Ten minutes into the dive, I
was at the site, engrossed in tracing a crack in the pipeline.
The break was more extensive than I’d thought. It ran over twenty feet, half the
length of a pipe joint, and ended up near a crossover line.
Part of the weight coat, a shell of concrete laid over the
pipe to neutralize its buoyancy, had fallen away, and the
dope coat was badly scraped. We’d have to wire-brush
the area and seal it with Splash Zone.
It didn’t much matter but
it looked like the trench had settled due to our drilling
nearby. Nothing I could do about that. Repair the line
and hope for the best.
The job was going to require
a saturation dive, and I was estimating the welder’s time and needs when a nagging
pain at the back of my head became a full-fledged headache
I couldn’t ignore. And then I noticed the air. A strange
smell. Ammonia?
“Bad air,” I screamed into the phone. “Get
me up!” I jerked the air hose four times and reached
for my weight belt.
Before I could find the quick release buckle, an up-welling
of nausea overcame me and I doubled up in pain. My mask banged
against the pipe, the blow disorienting me.

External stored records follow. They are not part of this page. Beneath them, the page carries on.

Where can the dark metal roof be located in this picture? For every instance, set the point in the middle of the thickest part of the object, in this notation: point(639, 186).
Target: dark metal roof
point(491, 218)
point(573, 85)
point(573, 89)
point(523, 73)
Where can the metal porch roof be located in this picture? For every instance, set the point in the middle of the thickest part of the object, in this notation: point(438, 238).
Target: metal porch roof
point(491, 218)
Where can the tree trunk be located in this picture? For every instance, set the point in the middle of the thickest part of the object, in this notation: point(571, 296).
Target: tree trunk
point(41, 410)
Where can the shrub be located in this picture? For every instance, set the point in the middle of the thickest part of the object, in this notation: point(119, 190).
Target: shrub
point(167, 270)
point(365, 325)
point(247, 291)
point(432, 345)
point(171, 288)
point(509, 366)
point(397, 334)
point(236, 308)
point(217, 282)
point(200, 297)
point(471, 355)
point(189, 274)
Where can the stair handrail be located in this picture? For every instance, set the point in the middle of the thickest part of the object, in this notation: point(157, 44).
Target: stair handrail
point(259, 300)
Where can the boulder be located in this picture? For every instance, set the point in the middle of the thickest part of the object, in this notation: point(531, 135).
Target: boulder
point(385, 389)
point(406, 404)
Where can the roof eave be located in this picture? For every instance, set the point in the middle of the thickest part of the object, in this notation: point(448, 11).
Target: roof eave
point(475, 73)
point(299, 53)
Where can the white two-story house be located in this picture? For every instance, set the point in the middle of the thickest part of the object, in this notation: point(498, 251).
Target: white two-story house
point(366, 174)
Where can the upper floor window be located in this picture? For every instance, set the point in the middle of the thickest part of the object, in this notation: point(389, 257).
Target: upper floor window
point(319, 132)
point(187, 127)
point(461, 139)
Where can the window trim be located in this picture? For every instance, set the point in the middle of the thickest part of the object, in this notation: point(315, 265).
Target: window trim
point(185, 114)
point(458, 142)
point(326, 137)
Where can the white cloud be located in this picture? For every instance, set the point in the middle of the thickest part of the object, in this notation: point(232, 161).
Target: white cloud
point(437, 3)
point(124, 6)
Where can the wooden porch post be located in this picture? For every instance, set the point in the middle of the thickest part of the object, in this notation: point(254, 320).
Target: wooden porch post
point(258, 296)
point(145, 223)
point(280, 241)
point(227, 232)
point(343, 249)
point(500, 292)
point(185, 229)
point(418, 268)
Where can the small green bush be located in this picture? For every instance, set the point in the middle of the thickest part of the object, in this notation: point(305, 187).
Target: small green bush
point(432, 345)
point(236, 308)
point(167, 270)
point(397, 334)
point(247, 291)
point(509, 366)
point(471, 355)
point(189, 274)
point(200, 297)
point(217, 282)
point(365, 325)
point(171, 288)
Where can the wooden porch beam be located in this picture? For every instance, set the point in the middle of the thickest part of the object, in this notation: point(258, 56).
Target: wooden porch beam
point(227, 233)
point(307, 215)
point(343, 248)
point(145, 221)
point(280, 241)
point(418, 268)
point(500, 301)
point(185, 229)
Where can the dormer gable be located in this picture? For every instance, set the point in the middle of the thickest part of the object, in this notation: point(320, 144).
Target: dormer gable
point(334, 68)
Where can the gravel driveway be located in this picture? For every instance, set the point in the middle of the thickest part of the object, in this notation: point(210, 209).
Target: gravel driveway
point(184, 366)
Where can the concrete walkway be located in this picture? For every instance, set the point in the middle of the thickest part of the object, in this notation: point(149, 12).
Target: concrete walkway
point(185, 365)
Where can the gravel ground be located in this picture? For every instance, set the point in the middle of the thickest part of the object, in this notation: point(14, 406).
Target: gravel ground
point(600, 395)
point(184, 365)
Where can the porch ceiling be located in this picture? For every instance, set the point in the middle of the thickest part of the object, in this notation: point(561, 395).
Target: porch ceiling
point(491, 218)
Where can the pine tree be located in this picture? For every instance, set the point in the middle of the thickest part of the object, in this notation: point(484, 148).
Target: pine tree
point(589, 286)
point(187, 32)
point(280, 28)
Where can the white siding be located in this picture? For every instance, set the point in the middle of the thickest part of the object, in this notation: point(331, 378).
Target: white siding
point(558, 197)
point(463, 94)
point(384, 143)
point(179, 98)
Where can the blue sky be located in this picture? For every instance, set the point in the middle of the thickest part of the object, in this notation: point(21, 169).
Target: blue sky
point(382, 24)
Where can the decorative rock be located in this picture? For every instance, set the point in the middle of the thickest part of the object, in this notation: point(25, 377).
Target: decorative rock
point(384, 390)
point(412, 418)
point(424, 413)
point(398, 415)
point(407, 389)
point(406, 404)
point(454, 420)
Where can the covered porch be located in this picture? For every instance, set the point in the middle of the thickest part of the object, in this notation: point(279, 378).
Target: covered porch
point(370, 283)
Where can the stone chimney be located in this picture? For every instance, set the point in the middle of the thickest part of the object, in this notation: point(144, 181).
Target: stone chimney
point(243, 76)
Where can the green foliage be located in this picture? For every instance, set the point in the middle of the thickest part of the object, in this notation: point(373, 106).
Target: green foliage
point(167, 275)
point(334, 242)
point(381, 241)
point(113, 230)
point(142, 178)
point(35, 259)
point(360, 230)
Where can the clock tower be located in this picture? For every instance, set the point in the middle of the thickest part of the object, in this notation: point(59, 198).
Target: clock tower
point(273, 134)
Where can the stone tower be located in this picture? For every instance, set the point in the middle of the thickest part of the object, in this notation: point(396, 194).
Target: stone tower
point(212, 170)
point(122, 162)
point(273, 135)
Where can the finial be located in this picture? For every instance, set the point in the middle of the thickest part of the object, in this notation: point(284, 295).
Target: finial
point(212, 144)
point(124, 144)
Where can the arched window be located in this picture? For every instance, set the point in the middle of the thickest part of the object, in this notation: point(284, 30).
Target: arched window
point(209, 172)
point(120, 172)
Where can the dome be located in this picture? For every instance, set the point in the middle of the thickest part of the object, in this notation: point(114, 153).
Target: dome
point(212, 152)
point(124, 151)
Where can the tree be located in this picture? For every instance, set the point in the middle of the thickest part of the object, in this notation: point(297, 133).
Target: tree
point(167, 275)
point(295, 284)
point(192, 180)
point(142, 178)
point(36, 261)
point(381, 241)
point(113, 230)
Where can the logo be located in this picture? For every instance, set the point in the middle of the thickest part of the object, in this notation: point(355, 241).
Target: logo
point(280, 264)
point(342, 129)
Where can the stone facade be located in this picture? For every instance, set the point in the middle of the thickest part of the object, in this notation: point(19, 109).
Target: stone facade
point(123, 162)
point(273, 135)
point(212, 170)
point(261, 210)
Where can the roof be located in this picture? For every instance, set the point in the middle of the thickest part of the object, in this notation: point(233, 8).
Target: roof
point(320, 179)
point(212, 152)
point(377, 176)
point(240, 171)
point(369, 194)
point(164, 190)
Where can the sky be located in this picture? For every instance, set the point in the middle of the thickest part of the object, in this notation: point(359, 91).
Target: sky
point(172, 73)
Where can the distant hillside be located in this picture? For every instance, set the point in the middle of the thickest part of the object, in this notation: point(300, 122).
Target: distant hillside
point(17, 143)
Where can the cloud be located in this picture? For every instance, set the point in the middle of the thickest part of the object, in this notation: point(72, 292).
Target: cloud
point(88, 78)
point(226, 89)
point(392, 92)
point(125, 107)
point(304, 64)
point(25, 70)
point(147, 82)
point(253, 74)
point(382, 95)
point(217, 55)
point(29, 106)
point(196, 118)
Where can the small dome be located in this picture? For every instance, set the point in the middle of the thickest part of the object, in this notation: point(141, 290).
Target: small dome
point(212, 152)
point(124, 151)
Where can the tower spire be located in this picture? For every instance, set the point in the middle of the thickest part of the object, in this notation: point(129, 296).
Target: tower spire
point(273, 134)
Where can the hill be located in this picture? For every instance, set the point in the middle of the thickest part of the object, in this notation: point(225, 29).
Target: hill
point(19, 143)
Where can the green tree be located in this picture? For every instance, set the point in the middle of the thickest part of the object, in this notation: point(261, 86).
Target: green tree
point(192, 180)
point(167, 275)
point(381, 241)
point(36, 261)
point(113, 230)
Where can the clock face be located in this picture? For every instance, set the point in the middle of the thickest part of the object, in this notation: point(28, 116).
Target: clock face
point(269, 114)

Still no pull on the air hose.
What’n hell was the
tender doing? He should’ve been hauling me up hand
over hand by now. Was the hose fouled up? Had I circled the
jackup’s leg going down?
I was on the verge of blacking
out and I started to panic. The weight belt slid from my
hand and caught on one of my fins. I’d been too dizzy
to drop it far enough from my body. I thought I started
screaming then, but it may have been only in my head, a
bad dream that soon faded into a silent fog.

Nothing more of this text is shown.